Coupling printk with RCU, albeit elegant, does not seem like the right 
choice to me in this specific case: printk as an essential debug 
mechanism should be as decoupled as possible.

Also, once we accept the possibility of async klogd completion, we might 
as well do it all the time.


this change made a previous design quirks even more visible: these are 
items that are not purely event driven but need some polling component. 
RCU is one, and now printk is another.

We could clean this up further by integrating the rcu_needs_cpu() and 
printk_needs_cpu() into a softirq mechanism. We already check for 
pending softirqs in tick-sched.c, so the above complication would go 
away completely.

( But that's for a separate cleanup patch i think. )

No strong feelings though. Peter, which one do you prefer?

	Ingo
--

From: Andi Kleen
Date: Monday, August 11, 2008 - 4:03 am

The problem is that it means any printk data output that is more
than DMESG-BUFFER-SIZE bytes during one clock tick is going to lose data.
It loses the natural adaption to higher printk rates that you
got previously.

Now we could say that for debugging etc. people should switch
to other mechanisms like relayfs, but I would still worry about
some corner cases where losing printk data that wasn't lost before
could be a severe regression (e.g. consider firewall log messages
or similar)

Essentially it makes printk (much?) less reliable than it was before
in the general case. Not sure that's a good thing. So the patch
title is definitely misleading.

As Linus pointed out earlier we've survived with this restriction
(not doing printk in the scheduler) for a long time, so is there

RCU coupling has actually the same problem.

-Andi
--

From: Peter Zijlstra
Date: Monday, August 11, 2008 - 4:22 am

You only loose the msgs with klogd, console still gets everything.
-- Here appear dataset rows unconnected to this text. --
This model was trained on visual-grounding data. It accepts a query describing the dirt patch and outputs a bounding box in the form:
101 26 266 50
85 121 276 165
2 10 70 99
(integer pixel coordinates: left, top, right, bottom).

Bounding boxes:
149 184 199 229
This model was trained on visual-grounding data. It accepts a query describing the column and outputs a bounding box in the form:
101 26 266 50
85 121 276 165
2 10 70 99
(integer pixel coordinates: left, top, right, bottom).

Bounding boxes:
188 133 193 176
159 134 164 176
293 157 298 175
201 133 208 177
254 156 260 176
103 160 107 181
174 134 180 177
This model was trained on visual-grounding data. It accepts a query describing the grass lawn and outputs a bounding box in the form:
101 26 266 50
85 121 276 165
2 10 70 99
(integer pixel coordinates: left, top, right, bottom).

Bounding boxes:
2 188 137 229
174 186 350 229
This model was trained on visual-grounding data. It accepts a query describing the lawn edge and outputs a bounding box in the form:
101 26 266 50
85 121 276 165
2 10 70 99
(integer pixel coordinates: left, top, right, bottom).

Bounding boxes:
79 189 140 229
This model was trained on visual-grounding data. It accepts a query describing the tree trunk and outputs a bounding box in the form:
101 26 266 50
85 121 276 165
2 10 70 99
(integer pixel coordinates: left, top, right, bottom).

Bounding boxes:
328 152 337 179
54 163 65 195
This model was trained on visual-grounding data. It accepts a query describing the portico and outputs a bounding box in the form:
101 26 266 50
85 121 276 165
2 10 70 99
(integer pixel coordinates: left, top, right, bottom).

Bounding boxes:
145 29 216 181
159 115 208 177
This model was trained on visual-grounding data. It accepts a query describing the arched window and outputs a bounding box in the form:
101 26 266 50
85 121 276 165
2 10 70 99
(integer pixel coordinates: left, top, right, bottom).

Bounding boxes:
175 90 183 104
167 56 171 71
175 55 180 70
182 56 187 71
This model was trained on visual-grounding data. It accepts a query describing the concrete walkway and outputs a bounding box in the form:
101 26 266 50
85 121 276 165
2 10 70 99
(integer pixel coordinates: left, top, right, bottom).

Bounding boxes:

If
firewalls are generating that much data, perhaps its time to think about

Depends, I don't give a rats arse about klogd - I get everything through

Why not fix it if its acceptable - the deadlock is just ugly.

--

From: Andi Kleen
Date: Monday, August 11, 2008 - 4:42 am

Yes, and netfilter has them in fact, but it's clearly still a regression for 
people who rely on klogd for this today.

Also firewall is just an example. Other cases might be people relying

The question of interest is not how you personally configure your systems, 

Well you fix one thing and you break another thing (high rate
printk). It's not clear to me that the trade off is a good
one in this case. I suppose far more people care about
high rate printk than the number of people who put
printk into the scheduler.

-Andi

--

From: Valdis.Kletnieks
Date: Monday, August 11, 2008 - 7:15 am

Similar to "netfilter has other ways", the SELinux messages have another
defined way as well.  If your site is high-security and *depends* on the
messages, the *right* answer is to run auditd to catch and log the messages,
and configure auditd to bring the system to a screeching halt if the
log space fills up or there's other problems (yes, some sites would rather
have the machine drop dead than possibly miss an SELinux message).
From: Andi Kleen
Date: Monday, August 11, 2008 - 7:29 am

$INSERT-ANY-OTHER-PRINTK-USE$

The point was that printk may have been perfectly adequate for 
them with its existing buffer sizes and dynamic wake up frequency,
and might not anymore with the timer wakeup change. Essentially
it is making a widely used kernel facility more fragile.

-Andi
--

From: Steven Rostedt
Date: Monday, August 11, 2008 - 7:55 am

I've measured several latencies in the kernel that would cause klogd to 
take serveral jiffies to wake up. I highly doubt that adding one jiffy 
will break anything. And if it did, then it would show a bug in their 
system. If adding one jiffy causes lost data, then the system 
administrators are relying on a utility (klogd) that can easily fail them 
without these patches.


If we are making a highly fragile setup a bit more fragile, maybe it will 
wake the IT guys up to change their setup.

-- Steve

--

From: Ingo Molnar
Date: Monday, August 11, 2008 - 5:02 am

That's a rather misleading argument, because klogd as it stands today is 
already lossy: you can overflow it with enough printk data. (It's rather 
easy to trigger it as well, so nobody sane relies on it as a reliable 
channel.)

Using relayfs and dynamic buffers would be a much worse approach because 
if we are out of buffer space it would be a robustness disaster to start 
allocating more RAM. (we want less coupling of printk to other kernel 
subsystems, not more coupling) Preallocating wont help either because it 

yeah, and note that klogd as it stands today is a lossy channel no 
matter what - there's nothing that keeps a really verbose kernel from 
flooding the buffer.

The issue Andi raises is largely independent of this change and there's 
three clean options to deal with it:

 - increase buffering (already possible, see CONFIG_LOG_BUF_SHIFT)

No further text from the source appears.